Você gosta de uma boa história? Paco Sanchez, jornalista galego que volta e meia aparece aqui pelas terras tupiniquins para dar seminários, vive contando o causo de um matuto espanhol que foi atropelado por um avião. Isso mesmo: o avião teve que fazer um pouso forçado por ali, em um pueblecito muy hermoso no meio do nada, na Espanha, e arrebentou com a propriedade. A companhia aérea fez uma generosa proposta, cobrindo o custo das vaquinhas e benfeitorias detonadas pelo avião, mais uma quantia em dinheiro, e apenas uma contrapartida: o sujeito tinha que silenciar sobre o incidente. "Pero no voy a poder contar la historia a la gente?
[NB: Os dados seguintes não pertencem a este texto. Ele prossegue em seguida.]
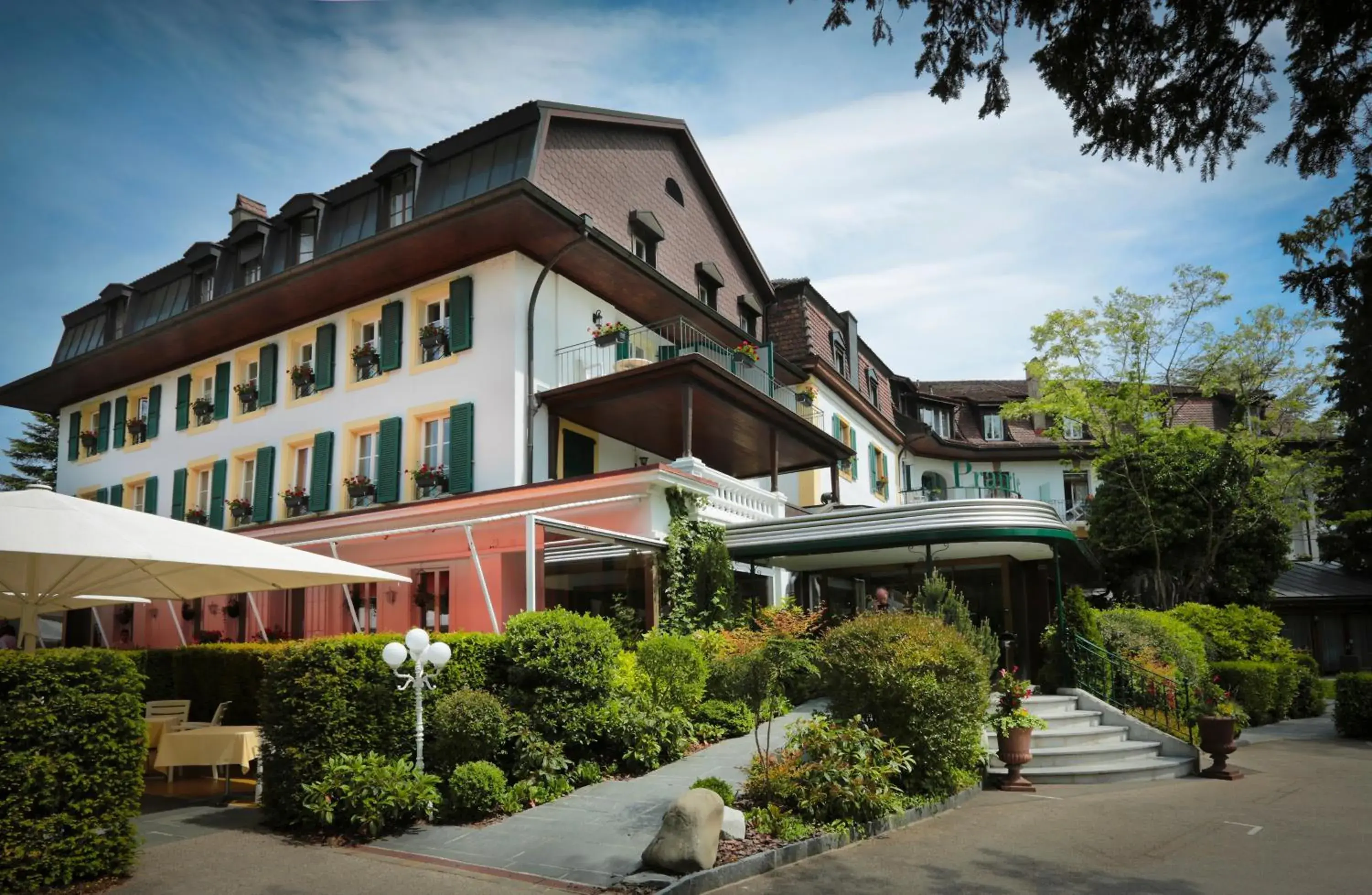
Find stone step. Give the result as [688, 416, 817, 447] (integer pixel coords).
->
[988, 756, 1195, 785]
[991, 740, 1161, 767]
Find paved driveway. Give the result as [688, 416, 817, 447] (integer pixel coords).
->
[722, 725, 1372, 895]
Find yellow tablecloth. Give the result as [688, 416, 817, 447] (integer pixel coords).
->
[145, 718, 177, 749]
[152, 725, 262, 767]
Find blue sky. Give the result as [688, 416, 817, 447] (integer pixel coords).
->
[0, 0, 1339, 469]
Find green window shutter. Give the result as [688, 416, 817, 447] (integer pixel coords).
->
[447, 276, 472, 354]
[143, 386, 162, 439]
[447, 402, 476, 494]
[113, 395, 129, 448]
[95, 401, 110, 454]
[214, 361, 233, 420]
[376, 416, 402, 504]
[258, 342, 276, 408]
[314, 323, 338, 391]
[172, 469, 187, 519]
[252, 448, 276, 522]
[381, 302, 405, 372]
[176, 373, 191, 432]
[67, 410, 81, 461]
[310, 432, 333, 513]
[209, 460, 229, 528]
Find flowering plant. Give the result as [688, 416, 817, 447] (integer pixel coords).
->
[734, 342, 760, 362]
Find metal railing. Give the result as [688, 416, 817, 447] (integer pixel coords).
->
[557, 317, 825, 428]
[1067, 631, 1194, 744]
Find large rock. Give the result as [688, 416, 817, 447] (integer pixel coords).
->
[719, 804, 748, 839]
[643, 789, 724, 873]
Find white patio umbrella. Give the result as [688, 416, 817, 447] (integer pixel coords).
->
[0, 485, 409, 649]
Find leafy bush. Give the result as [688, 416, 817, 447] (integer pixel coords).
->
[425, 689, 509, 774]
[823, 614, 989, 798]
[638, 634, 708, 712]
[0, 649, 147, 892]
[445, 762, 508, 821]
[261, 634, 505, 828]
[691, 699, 753, 737]
[1334, 671, 1372, 740]
[1210, 662, 1297, 725]
[505, 607, 620, 740]
[690, 777, 734, 807]
[744, 715, 914, 824]
[302, 752, 439, 839]
[1096, 609, 1210, 682]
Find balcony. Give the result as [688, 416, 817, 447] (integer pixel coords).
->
[539, 317, 853, 479]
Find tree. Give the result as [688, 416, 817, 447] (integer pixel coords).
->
[801, 0, 1372, 571]
[0, 413, 58, 491]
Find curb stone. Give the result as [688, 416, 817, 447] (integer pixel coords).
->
[659, 782, 981, 895]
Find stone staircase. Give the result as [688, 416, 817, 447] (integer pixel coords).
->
[985, 695, 1195, 784]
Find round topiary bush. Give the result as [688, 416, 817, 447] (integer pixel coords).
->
[428, 690, 509, 771]
[446, 762, 508, 821]
[823, 614, 989, 798]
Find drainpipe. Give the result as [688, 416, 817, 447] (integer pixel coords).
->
[524, 214, 591, 485]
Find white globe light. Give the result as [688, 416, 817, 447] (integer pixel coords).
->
[424, 642, 453, 670]
[381, 641, 405, 671]
[405, 627, 428, 659]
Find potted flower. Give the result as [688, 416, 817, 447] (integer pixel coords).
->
[353, 342, 381, 369]
[1192, 677, 1249, 780]
[991, 666, 1048, 792]
[343, 475, 376, 500]
[420, 323, 447, 351]
[233, 382, 257, 412]
[734, 342, 760, 367]
[587, 320, 628, 349]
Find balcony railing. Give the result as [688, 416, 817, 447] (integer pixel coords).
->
[557, 317, 825, 428]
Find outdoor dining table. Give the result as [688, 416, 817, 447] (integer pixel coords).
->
[152, 725, 262, 799]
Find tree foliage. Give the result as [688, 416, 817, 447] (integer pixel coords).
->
[0, 413, 58, 491]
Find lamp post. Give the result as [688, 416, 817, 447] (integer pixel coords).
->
[381, 627, 453, 770]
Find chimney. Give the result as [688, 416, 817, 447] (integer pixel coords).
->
[229, 192, 266, 229]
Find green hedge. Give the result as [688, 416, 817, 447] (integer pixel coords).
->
[261, 634, 506, 828]
[823, 612, 989, 798]
[0, 649, 147, 892]
[1210, 662, 1298, 725]
[1334, 671, 1372, 740]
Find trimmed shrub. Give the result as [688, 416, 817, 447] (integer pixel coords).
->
[690, 777, 734, 807]
[1210, 662, 1297, 725]
[691, 699, 753, 737]
[425, 689, 509, 776]
[0, 649, 147, 892]
[823, 614, 989, 798]
[638, 634, 709, 712]
[1096, 609, 1210, 682]
[302, 752, 439, 839]
[261, 634, 505, 828]
[1334, 671, 1372, 740]
[443, 762, 508, 822]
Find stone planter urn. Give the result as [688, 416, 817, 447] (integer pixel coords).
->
[1196, 717, 1243, 780]
[996, 728, 1034, 792]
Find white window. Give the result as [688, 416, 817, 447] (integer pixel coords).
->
[420, 416, 450, 469]
[291, 445, 311, 491]
[355, 432, 376, 482]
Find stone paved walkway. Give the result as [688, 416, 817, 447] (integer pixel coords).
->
[375, 700, 823, 887]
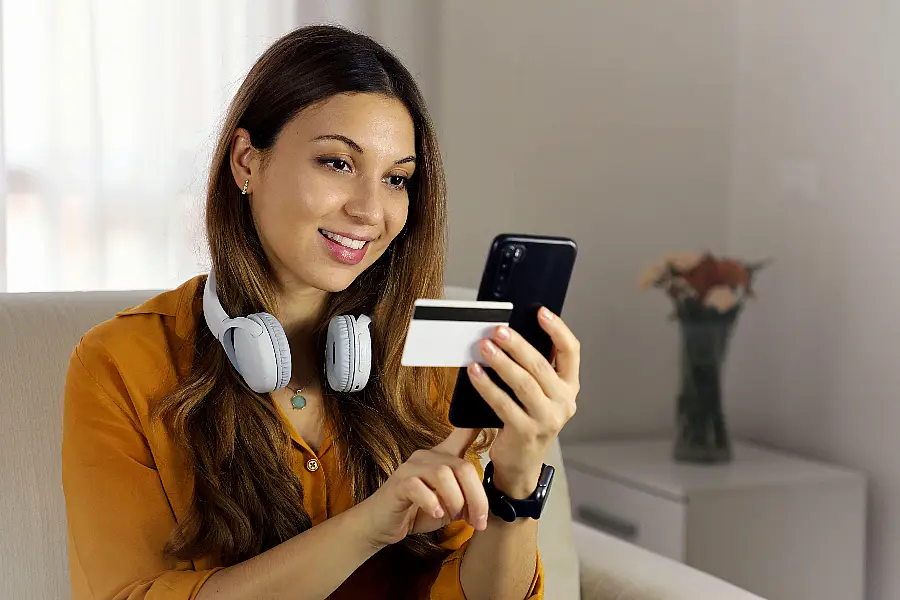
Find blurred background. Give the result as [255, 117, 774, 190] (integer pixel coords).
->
[0, 0, 900, 600]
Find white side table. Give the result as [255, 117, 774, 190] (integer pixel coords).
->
[562, 439, 866, 600]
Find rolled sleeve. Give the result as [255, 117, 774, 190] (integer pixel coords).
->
[62, 343, 218, 600]
[430, 521, 544, 600]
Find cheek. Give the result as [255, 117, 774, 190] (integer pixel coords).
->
[384, 201, 409, 234]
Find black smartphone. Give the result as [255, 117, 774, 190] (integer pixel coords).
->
[450, 233, 578, 428]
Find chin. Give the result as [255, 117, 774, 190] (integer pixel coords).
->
[311, 270, 363, 294]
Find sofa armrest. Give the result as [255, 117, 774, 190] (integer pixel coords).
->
[572, 522, 763, 600]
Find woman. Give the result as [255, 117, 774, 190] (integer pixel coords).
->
[63, 26, 579, 600]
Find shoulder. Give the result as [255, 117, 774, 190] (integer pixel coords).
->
[69, 276, 203, 420]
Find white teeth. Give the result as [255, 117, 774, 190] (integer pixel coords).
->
[319, 229, 366, 250]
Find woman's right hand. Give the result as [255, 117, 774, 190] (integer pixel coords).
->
[357, 429, 488, 548]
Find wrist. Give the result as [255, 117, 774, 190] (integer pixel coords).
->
[344, 498, 389, 554]
[494, 464, 543, 500]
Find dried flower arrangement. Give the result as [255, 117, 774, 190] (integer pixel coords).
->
[641, 252, 768, 463]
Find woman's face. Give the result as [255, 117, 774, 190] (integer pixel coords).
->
[232, 93, 415, 292]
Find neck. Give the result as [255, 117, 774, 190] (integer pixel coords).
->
[275, 276, 328, 387]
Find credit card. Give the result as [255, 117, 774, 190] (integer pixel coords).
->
[400, 298, 513, 367]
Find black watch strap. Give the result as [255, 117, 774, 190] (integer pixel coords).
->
[484, 462, 555, 523]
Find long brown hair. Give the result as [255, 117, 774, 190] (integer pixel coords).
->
[153, 25, 492, 565]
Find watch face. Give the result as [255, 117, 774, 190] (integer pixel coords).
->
[497, 499, 516, 523]
[534, 465, 556, 508]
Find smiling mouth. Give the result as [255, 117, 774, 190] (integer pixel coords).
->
[319, 229, 369, 250]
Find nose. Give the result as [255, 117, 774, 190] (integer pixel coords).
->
[344, 178, 384, 226]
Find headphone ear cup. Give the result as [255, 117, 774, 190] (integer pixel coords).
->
[325, 315, 354, 392]
[351, 315, 372, 392]
[233, 313, 291, 394]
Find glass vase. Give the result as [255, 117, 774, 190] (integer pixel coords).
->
[673, 309, 738, 464]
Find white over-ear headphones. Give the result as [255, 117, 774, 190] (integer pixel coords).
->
[203, 271, 372, 394]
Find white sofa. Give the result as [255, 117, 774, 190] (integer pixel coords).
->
[0, 288, 760, 600]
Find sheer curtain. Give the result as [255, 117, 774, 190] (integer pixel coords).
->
[0, 0, 365, 292]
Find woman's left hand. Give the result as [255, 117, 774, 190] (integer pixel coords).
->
[468, 307, 581, 498]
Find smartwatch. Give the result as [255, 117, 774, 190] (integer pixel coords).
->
[484, 461, 555, 523]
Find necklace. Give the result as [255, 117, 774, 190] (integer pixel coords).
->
[288, 377, 313, 410]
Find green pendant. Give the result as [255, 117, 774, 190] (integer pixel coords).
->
[291, 393, 306, 409]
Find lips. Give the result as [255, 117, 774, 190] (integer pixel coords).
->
[319, 230, 370, 265]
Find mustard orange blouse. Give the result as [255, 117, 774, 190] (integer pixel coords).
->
[62, 276, 544, 600]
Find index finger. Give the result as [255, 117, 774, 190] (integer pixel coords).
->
[434, 427, 481, 458]
[538, 306, 581, 384]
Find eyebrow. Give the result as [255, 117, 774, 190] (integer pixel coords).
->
[312, 133, 416, 165]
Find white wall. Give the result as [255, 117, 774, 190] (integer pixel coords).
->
[437, 0, 734, 438]
[728, 0, 900, 600]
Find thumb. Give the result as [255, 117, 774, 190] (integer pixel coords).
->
[434, 427, 481, 458]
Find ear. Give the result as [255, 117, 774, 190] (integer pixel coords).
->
[229, 127, 259, 194]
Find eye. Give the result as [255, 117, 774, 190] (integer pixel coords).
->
[385, 175, 409, 190]
[319, 158, 350, 173]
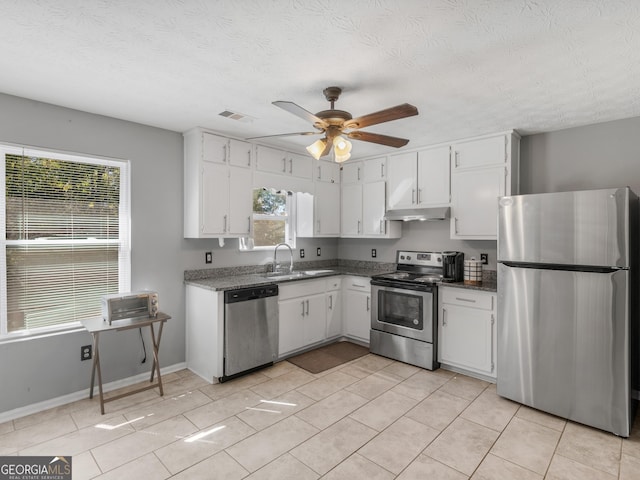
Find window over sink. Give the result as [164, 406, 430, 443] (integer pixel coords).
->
[240, 187, 295, 251]
[0, 145, 131, 339]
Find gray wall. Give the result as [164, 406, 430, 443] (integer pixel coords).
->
[0, 94, 640, 413]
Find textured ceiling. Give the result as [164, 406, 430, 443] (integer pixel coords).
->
[0, 0, 640, 156]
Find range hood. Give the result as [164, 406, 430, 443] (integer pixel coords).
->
[384, 207, 449, 222]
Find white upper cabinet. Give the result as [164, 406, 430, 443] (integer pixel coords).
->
[451, 132, 520, 240]
[314, 160, 340, 183]
[342, 162, 364, 183]
[314, 182, 340, 237]
[227, 138, 254, 167]
[184, 129, 253, 238]
[363, 157, 387, 182]
[387, 145, 450, 210]
[256, 145, 313, 179]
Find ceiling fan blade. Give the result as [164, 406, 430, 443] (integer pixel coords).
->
[344, 103, 418, 128]
[271, 100, 327, 128]
[346, 130, 409, 148]
[245, 131, 322, 140]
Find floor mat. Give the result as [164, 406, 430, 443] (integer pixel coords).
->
[287, 342, 369, 373]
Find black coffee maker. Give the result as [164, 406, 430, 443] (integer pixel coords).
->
[442, 252, 464, 282]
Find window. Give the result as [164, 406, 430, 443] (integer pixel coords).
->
[0, 145, 130, 337]
[240, 188, 295, 250]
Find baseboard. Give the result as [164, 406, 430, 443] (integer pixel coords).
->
[0, 362, 187, 423]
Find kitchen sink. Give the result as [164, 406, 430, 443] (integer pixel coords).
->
[264, 270, 334, 280]
[302, 270, 333, 275]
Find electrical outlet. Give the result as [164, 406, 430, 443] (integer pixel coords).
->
[80, 345, 93, 360]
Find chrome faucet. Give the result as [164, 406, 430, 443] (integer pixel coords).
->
[273, 243, 293, 273]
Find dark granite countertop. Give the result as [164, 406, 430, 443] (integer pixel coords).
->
[184, 260, 497, 292]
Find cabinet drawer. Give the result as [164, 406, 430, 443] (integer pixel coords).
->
[442, 287, 494, 310]
[278, 279, 326, 301]
[326, 276, 342, 291]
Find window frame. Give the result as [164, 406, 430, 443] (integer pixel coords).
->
[0, 143, 131, 343]
[238, 187, 297, 252]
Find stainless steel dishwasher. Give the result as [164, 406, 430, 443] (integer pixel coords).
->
[218, 285, 278, 382]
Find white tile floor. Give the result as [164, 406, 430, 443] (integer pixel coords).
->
[0, 354, 640, 480]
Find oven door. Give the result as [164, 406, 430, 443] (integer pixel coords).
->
[371, 281, 434, 343]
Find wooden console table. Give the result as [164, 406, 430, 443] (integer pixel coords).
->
[81, 312, 171, 415]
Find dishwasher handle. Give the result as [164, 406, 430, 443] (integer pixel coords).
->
[224, 284, 278, 304]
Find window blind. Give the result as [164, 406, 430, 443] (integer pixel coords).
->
[2, 150, 130, 334]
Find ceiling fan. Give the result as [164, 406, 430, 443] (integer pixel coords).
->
[253, 87, 418, 162]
Gracias, entonces. No me interesa."

Ouvir e contar boas histórias. É por aí que segue a proposta do jornalismo literário, polêmico desde sua nomenclatura. Nasceu como New Journalism, pelas mãos de talentosos escritores como Truman Capote, Norman Mailer e Gay Talese, alguns dos nomes mais famosos, disponíveis em livros. A proposta era quebrar novamente um ciclo do jornalismo. Depois da modernização americana, lá pela década de 1950, que transformou artigos longos e cheios de opinião em textos informativos curtos e ágeis, o New Journalism trouxe técnicas da literatura para as páginas de revista, nas décadas de 1960 e 1970.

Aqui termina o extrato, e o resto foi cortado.